Fueling this urgency is the national push towards AI adoption. In August, the Australian Government outlined plans to lift productivity by accelerating the use of AI and data-led innovation. While the ambition is commendable, it also introduces fresh layers of risk. As organisations integrate more systems, onboard more users and expand their use of AI, the challenge of managing access grows exponentially — and so too does the potential for exposure.

This complexity is already playing out in real time. Organisations are facing a surge in non-human identities, from bots to service accounts and AI agents. In many environments, machine identities now outnumber human ones. Further, our recent agentic AI research found that 72% of security professionals believe AI agents are riskier than machine identities. These agents have already triggered real-world incidents: 80% of organisations report that AI agents have taken unintended actions, including unauthorised access to systems (39%) and sharing of sensitive data (33%). Alarmingly, nearly one in four say AI agents have been tricked into revealing access credentials. But the tools to manage them have not kept pace, with only 44% of organisations having governance policies in place to manage these agents. To mitigate risks and threats from agentic AI, identity governance must be designed for real-time autonomy. Organisations need to shift from periodic, human-centric controls to identity-centric security and governance strategies that are continuous, dynamic, and context-aware.

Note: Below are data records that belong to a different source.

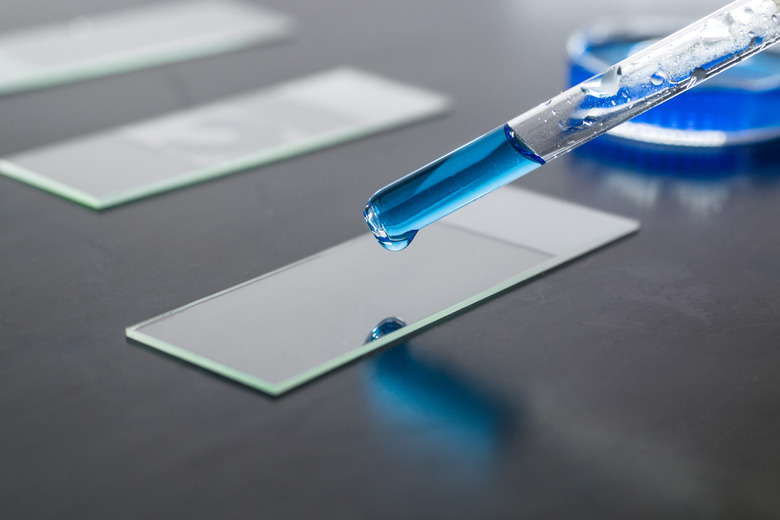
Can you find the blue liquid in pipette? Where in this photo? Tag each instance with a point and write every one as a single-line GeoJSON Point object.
{"type": "Point", "coordinates": [395, 213]}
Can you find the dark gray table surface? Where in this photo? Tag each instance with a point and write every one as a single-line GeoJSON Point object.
{"type": "Point", "coordinates": [638, 382]}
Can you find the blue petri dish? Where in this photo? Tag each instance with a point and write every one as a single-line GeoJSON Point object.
{"type": "Point", "coordinates": [739, 106]}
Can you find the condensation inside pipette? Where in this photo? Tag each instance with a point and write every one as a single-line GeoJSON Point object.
{"type": "Point", "coordinates": [396, 212]}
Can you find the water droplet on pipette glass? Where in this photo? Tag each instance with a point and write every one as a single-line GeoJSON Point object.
{"type": "Point", "coordinates": [697, 75]}
{"type": "Point", "coordinates": [606, 85]}
{"type": "Point", "coordinates": [658, 78]}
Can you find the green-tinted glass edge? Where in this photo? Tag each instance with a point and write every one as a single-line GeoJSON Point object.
{"type": "Point", "coordinates": [262, 158]}
{"type": "Point", "coordinates": [631, 226]}
{"type": "Point", "coordinates": [36, 180]}
{"type": "Point", "coordinates": [140, 60]}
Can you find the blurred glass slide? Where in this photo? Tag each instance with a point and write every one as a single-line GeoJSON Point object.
{"type": "Point", "coordinates": [127, 163]}
{"type": "Point", "coordinates": [287, 327]}
{"type": "Point", "coordinates": [119, 41]}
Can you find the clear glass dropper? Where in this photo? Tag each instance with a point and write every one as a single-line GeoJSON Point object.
{"type": "Point", "coordinates": [670, 66]}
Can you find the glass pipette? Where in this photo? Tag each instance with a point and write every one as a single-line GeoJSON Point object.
{"type": "Point", "coordinates": [651, 76]}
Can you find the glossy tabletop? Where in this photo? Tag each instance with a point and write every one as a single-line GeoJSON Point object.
{"type": "Point", "coordinates": [641, 381]}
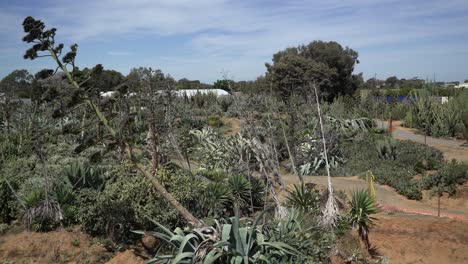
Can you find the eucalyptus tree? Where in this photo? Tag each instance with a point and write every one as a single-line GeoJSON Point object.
{"type": "Point", "coordinates": [116, 135]}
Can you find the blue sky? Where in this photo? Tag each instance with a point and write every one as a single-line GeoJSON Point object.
{"type": "Point", "coordinates": [207, 39]}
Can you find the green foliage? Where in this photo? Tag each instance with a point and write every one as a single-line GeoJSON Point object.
{"type": "Point", "coordinates": [225, 102]}
{"type": "Point", "coordinates": [215, 199]}
{"type": "Point", "coordinates": [386, 148]}
{"type": "Point", "coordinates": [362, 207]}
{"type": "Point", "coordinates": [232, 242]}
{"type": "Point", "coordinates": [78, 176]}
{"type": "Point", "coordinates": [446, 179]}
{"type": "Point", "coordinates": [303, 198]}
{"type": "Point", "coordinates": [215, 121]}
{"type": "Point", "coordinates": [327, 63]}
{"type": "Point", "coordinates": [127, 201]}
{"type": "Point", "coordinates": [241, 189]}
{"type": "Point", "coordinates": [398, 173]}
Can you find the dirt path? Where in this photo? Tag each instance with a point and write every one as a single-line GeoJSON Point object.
{"type": "Point", "coordinates": [387, 196]}
{"type": "Point", "coordinates": [411, 239]}
{"type": "Point", "coordinates": [452, 148]}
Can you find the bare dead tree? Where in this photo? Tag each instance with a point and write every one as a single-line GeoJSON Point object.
{"type": "Point", "coordinates": [330, 212]}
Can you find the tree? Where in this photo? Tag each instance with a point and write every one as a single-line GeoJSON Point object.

The Business Case for Identity Security Is Stronger Than Ever

Identity remains one of the few security domains that can deliver measurable business benefits. Automating identity processes can dramatically reduce the time it takes to onboard employees, especially in high-turnover industries like healthcare, education and financial services. When users are productive from day one, the organisation gains a competitive edge.

Centralising identity governance also supports audit readiness and compliance. In highly regulated sectors such as banking and government, this can be the difference between passing or failing an external review. At a time when regulators are sharpening their focus on data protection and access control, this visibility is non-negotiable.

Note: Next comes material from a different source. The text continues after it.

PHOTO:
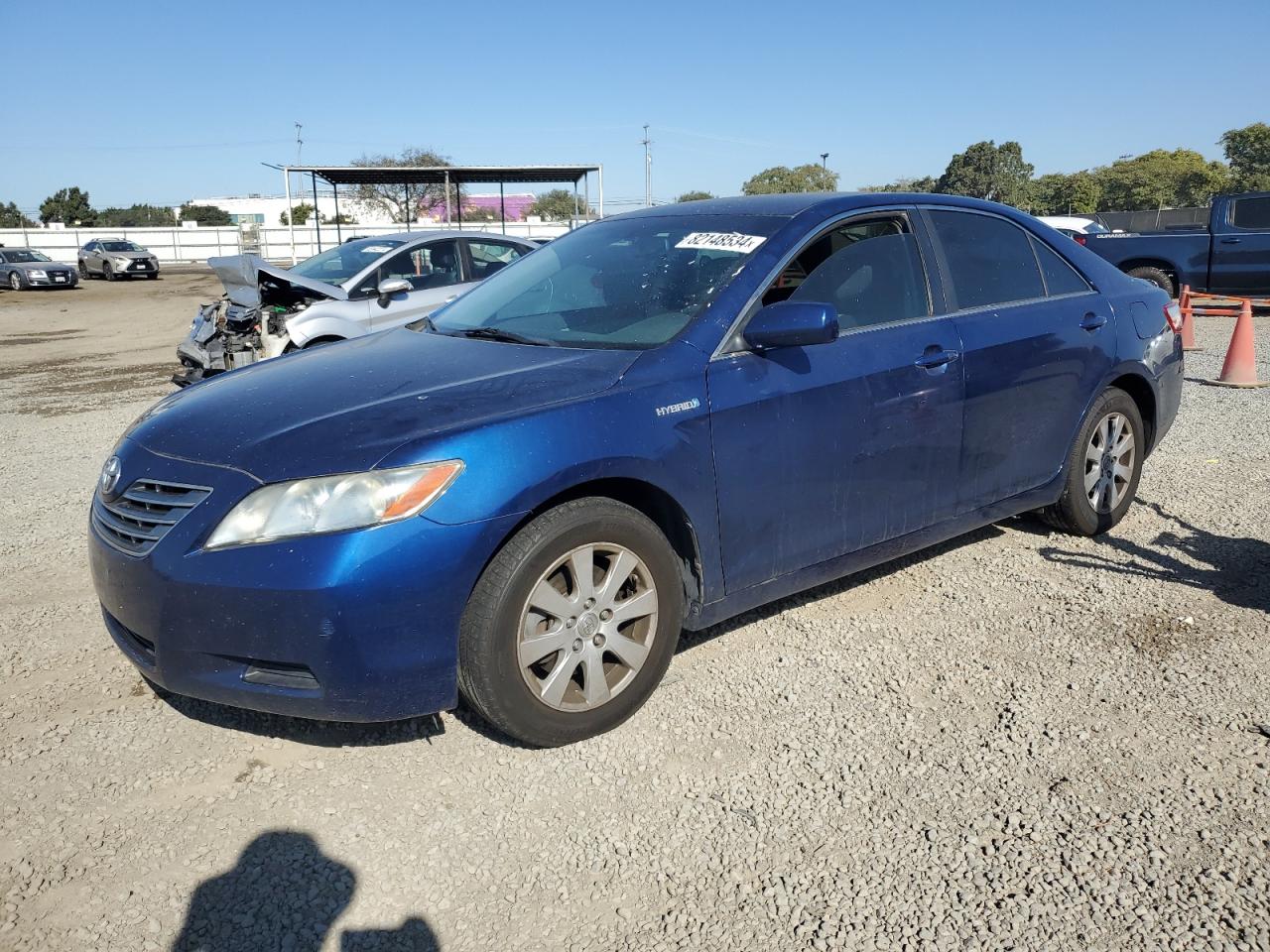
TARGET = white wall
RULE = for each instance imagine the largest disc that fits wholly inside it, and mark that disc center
(186, 245)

Consolidation is another key benefit. Many organisations are managing access through a patchwork of legacy tools and siloed teams. By consolidating identity functions and tools, CISOs can reduce licensing costs, simplify operations and enhance their negotiating power with vendors. This aligns with broader enterprise goals around efficiency, cost control and risk reduction.

What CISOs Should Do Next

To close the identity gap, CISOs must act now. The first step is to reframe identity security in the language of the business. Our 2025 Horizons of Identity Security report found only 25 percent of organisations position identity and access-based controls as a strategic business enabler. That needs to change. Identity should be viewed as a driver of resilience, productivity and compliance, not simply a backend IT task.

When reframed, the data is there to back it up. Our report also found that identity security delivers the highest ROI of any security investment, consistently outpacing endpoint, network and compliance tools. Enterprises that treat identity as a strategic enabler report ROI multiples of up to 10x, reducing risk, driving revenue and enabling safe AI adoption.

Next, simplify and consolidate. Fewer tools, clearer ownership and streamlined processes make identity governance not only more efficient but more effective. Consolidation can also help demonstrate cost savings, a critical factor in budget discussions.

Finally, CISOs must prepare for the rise of machines and AI-driven access. This means treating non-human identities with the same level of scrutiny and control as human users. Without this, enterprises risk losing visibility and control as their attack surface expands.

The Bottom Line

In a world where every system, application and user is digitally connected, identity security is not a secondary concern — it is central to effective cybersecurity. For CISOs making their case in 2026 and beyond, the takeaway is simple: treating identity security as an expense misses the point. It’s a long-term investment in keeping the business stable, resilient, and trusted.